Re: [PATCH] last-modified: implement faster algorithm

git.vger.kernel.org archive mirror
 help / color / mirror / Atom feed

From: Toon Claes <toon@iotcl.com>
To: Justin Tobler <jltobler@gmail.com>
Cc: git@vger.kernel.org, Karthik Nayak <karthik.188@gmail.com>,
	Taylor Blau <me@ttaylorr.com>
Subject: Re: [PATCH] last-modified: implement faster algorithm
Date: Fri, 17 Oct 2025 12:38:49 +0200	[thread overview]
Message-ID: <87sefhu81y.fsf@iotcl.com> (raw)
In-Reply-To: <kkcpsorsmyfdxlxnlzliuggsaehhrfvfphdse7aslvwsrbm64b@ylgl65mzot2z>

Justin Tobler <jltobler@gmail.com> writes:

> Ok so if I understand correctly, the optimization here is that as we
> perform the revision walk, the set of paths we look for at each commit
> monotonically decreases as changed paths are identified. Prior to this,
> we were always checking all paths for each commit even though a path may
> have already found the commit that last modified it.

Not only that, we only pass on paths to one parent. So either a path is
treesame to a parent, that means it was not changed in the current
commit, and then we only pass that path to that parent. If the commit
had multiple parents, the merge ignored versions from other parents.

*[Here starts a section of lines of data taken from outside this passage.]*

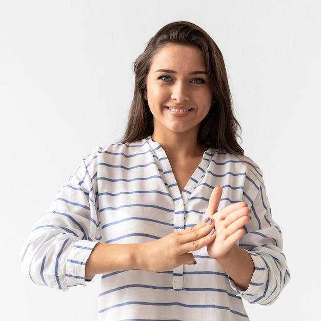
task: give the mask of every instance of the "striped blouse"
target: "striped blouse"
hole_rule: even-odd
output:
[[[193,226],[204,218],[217,185],[223,188],[219,209],[240,201],[251,209],[239,242],[255,265],[248,289],[238,289],[205,247],[193,252],[197,265],[102,274],[98,317],[247,320],[243,299],[271,304],[290,279],[282,235],[260,169],[249,159],[213,148],[182,193],[164,150],[150,137],[95,148],[33,227],[22,249],[23,272],[36,284],[63,291],[85,285],[90,281],[86,262],[97,243],[147,242]]]

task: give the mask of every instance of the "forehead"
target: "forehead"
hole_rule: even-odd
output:
[[[152,69],[194,69],[206,71],[205,61],[196,47],[168,44],[162,47],[154,56]]]

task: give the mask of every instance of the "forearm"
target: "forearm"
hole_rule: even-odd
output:
[[[254,265],[246,251],[235,244],[216,261],[240,288],[245,290],[249,287]]]
[[[98,243],[86,263],[86,276],[138,268],[136,266],[137,245]]]

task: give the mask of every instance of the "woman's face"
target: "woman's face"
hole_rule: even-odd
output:
[[[198,49],[174,44],[161,48],[152,62],[145,94],[153,116],[153,138],[178,133],[197,136],[213,98]]]

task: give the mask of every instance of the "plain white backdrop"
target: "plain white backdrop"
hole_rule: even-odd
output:
[[[320,14],[318,0],[0,0],[0,319],[97,319],[98,277],[36,286],[21,248],[81,159],[120,138],[147,41],[187,20],[223,52],[242,146],[283,232],[292,278],[273,305],[245,303],[248,314],[319,319]]]

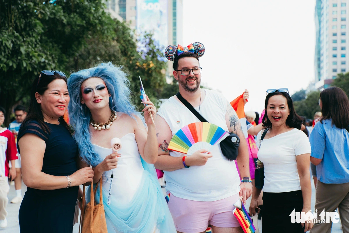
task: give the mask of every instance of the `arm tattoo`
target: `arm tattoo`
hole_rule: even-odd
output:
[[[234,126],[233,129],[231,129],[231,131],[233,132],[231,132],[239,134],[239,132],[242,131],[241,124],[240,124],[240,120],[236,114],[236,112],[228,102],[227,103],[227,112],[229,117],[229,122],[230,123],[229,128],[231,128],[232,126]]]
[[[159,144],[159,147],[165,152],[167,152],[168,151],[167,148],[169,147],[169,144],[166,141],[166,140],[165,139],[162,142],[162,144]]]
[[[236,126],[237,123],[239,122],[239,119],[237,116],[235,115],[230,115],[229,116],[229,121],[230,122],[230,125],[229,126],[231,127],[234,126],[234,131],[236,131]]]

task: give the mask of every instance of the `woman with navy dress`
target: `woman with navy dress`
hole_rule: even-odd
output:
[[[17,139],[28,187],[19,213],[21,233],[72,232],[79,186],[92,180],[91,168],[78,169],[77,146],[63,118],[67,82],[63,72],[44,71],[33,84]]]

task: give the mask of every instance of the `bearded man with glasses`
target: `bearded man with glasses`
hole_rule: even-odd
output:
[[[177,232],[205,232],[209,224],[215,233],[243,232],[232,211],[240,196],[245,203],[252,194],[248,148],[239,118],[229,102],[222,94],[200,88],[202,68],[199,58],[203,55],[203,48],[196,42],[184,48],[170,45],[165,50],[168,59],[174,61],[173,75],[179,92],[158,112],[159,148],[155,165],[164,172],[166,201]],[[185,101],[208,122],[239,136],[237,161],[244,182],[235,162],[224,156],[220,146],[209,152],[199,150],[188,157],[168,150],[177,131],[200,121],[184,104]]]

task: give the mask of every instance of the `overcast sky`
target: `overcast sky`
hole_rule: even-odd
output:
[[[315,0],[183,0],[183,46],[199,42],[202,83],[260,112],[268,89],[290,94],[314,79]]]

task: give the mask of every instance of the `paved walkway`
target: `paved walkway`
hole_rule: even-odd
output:
[[[314,186],[314,183],[312,181],[312,211],[313,211],[314,206],[315,204],[315,188]],[[22,193],[24,195],[27,190],[27,187],[24,185],[22,186]],[[16,196],[16,191],[15,190],[14,185],[10,186],[10,193],[8,195],[8,199],[10,201],[13,198]],[[7,227],[5,229],[0,228],[0,233],[19,233],[20,227],[18,223],[18,211],[19,210],[21,203],[18,203],[14,204],[9,203],[7,205],[7,210],[8,212],[7,216],[7,220],[8,224]],[[333,224],[332,227],[332,233],[342,233],[343,232],[340,230],[340,223]],[[79,223],[77,223],[74,226],[73,230],[73,233],[78,233],[79,231]]]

If the path isn't treesame to any of the parents, we know the current
commit modified the path, and we associate that commit with that path.


> [snip]
>> As an added benefit, this implementation gives more correct results. For
>> example implementation in 'master' gives:
>
> s/implementation/the implementation/

Fair enough, but I also need to rephrase the "more correct" as pointed
out by Ben[1].

[1]: https://lore.kernel.org/git/CALnO6CBwuAdBFjESZSYZkChNdU9R17OXDc+CY=Z96QoACPgrpQ@mail.gmail.com/

>> +/* Remember to update object flag allocation in object.h */
>
> At first I was wondering if this is a leftover note, but it looks like
> it is just a reminder if the allocations change here.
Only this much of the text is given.